Make sure you seek advice on your script and your film before you start sending it out to festivals or distributors. When you’re in charge of every aspect of the creative process, it’s easy to remind blind to what you don’t know you don’t know.
This is the hardest, most exhausting route. It’s not for everyone.
But if you decide to pursue it, it will equip you with the skills you need to become the kind of Writer/Directors that builds a body of work that creates loyal fanbases for decades to come.
No matter which path you pursue, you need to have a solid understanding of screenwriting skills and an ability to execute them.
Knowing the paths available will help you decide which one is for you.
They all have their trade-offs, and none of them are easy. But the fact that this career isn’t easy means that you can break through and differentiate yourself if you’re willing to stay resilient, take risks, outwork everyone else, and have the courage to pursue your art.
Which path are you currently pursuing? What challenges are you coming up against, and what are you doing to overcome those obstacles?

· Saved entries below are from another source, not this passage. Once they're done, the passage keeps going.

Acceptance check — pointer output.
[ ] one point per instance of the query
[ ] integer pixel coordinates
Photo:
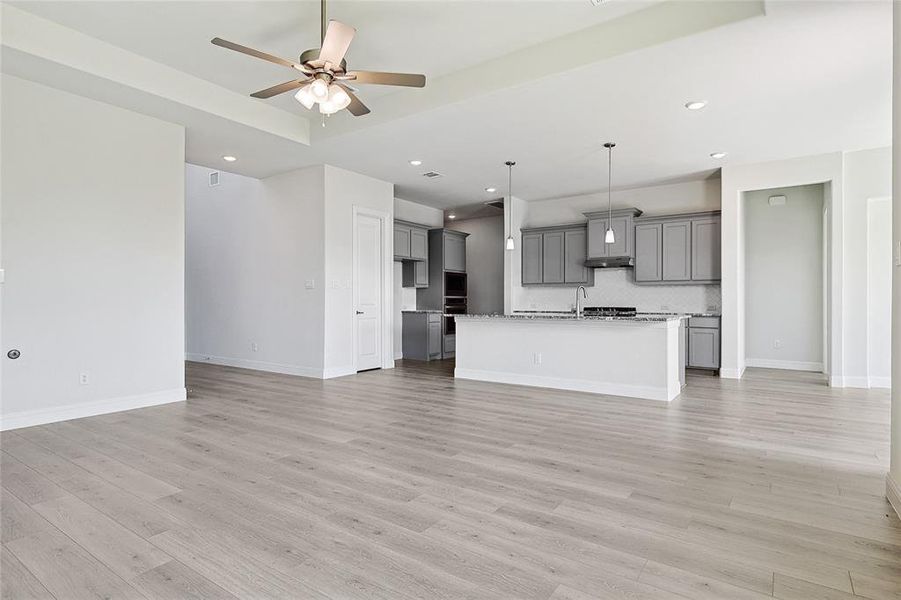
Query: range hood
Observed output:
(610, 262)
(620, 255)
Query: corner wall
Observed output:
(93, 252)
(255, 270)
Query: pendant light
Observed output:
(511, 245)
(609, 236)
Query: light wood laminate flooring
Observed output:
(405, 483)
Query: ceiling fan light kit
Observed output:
(324, 70)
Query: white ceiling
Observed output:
(809, 77)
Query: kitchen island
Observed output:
(638, 357)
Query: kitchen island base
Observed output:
(633, 357)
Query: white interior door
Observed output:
(368, 292)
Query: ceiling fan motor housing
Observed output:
(309, 58)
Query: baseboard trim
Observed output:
(893, 493)
(333, 372)
(860, 382)
(256, 365)
(788, 365)
(576, 385)
(30, 418)
(731, 373)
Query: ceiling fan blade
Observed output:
(256, 53)
(356, 108)
(379, 78)
(337, 40)
(281, 88)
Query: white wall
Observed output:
(252, 246)
(484, 263)
(738, 179)
(867, 175)
(615, 287)
(93, 252)
(784, 278)
(893, 480)
(879, 292)
(344, 190)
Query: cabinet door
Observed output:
(421, 273)
(704, 348)
(454, 253)
(677, 251)
(531, 258)
(419, 243)
(596, 230)
(401, 241)
(552, 257)
(623, 244)
(574, 254)
(705, 249)
(434, 339)
(648, 252)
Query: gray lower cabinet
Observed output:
(555, 256)
(677, 251)
(421, 335)
(678, 248)
(704, 342)
(649, 252)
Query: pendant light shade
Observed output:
(510, 244)
(609, 236)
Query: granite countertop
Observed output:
(571, 317)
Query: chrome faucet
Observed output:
(579, 307)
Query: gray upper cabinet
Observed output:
(678, 248)
(555, 256)
(706, 249)
(649, 252)
(402, 234)
(411, 247)
(574, 254)
(623, 232)
(677, 251)
(532, 260)
(454, 252)
(552, 257)
(419, 243)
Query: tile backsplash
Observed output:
(615, 287)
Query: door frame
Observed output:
(386, 278)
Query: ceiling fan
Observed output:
(325, 72)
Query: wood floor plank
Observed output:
(406, 483)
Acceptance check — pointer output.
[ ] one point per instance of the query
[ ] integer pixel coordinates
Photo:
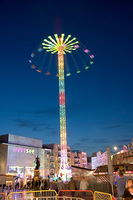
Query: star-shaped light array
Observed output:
(53, 45)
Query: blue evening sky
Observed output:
(99, 102)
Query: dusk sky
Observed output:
(99, 101)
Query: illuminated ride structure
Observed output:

Let me know in the comments.
I recently finished a degree at a screenwriting program, and that's helped to clarify who I am as a writer. Over the years, it's become clearer to me that I need to embrace the writer-director path. I'm in the midst of producing a short proof-of-concept for a "gay Hallmark" style feature. Doing this has taught me a lot about why screenwriters are being urged away from huge casts and multiple locations. My short is set in a grocery store, and even that is challenging! My journey has been one of resisting this need to do my own stuff, and hoping against hope a director or producer would magically show up. My true mantra has to be: Let it begin with me. I have three projects that I think I might be able to shoot myself, each with its own challenges. Two of them need rewrites with the focus on directing and producing myself. The other is an outlandish experimental musical. Having entered into this filmmaking arena, one deep craving is starting to be slaked. We created a sweet little community on our set. Even here in Iowa, there are people who are dedicated to their craft whether it's camera work, sound recording--gaffers and grips are eager to do material about something real. People have been generous with their time and talent. Fundraising has indeed been arduous, but I was able to raise the money for my humble film, and got a grant from the state. It's been an auspicious start, one with the support of nature. I think that will always be the starting ground.
I'm so glad that I got an email recommending your Substack. You are SPOT on! Fantastic article. I'd love to repost this to my Substack subscribers. I love that you will read material and give real notes. Writing a script for a grade in film school vs. writing a script for sale (or a sample for staffing) is totally different. Your service is incredible and I'm a new fan!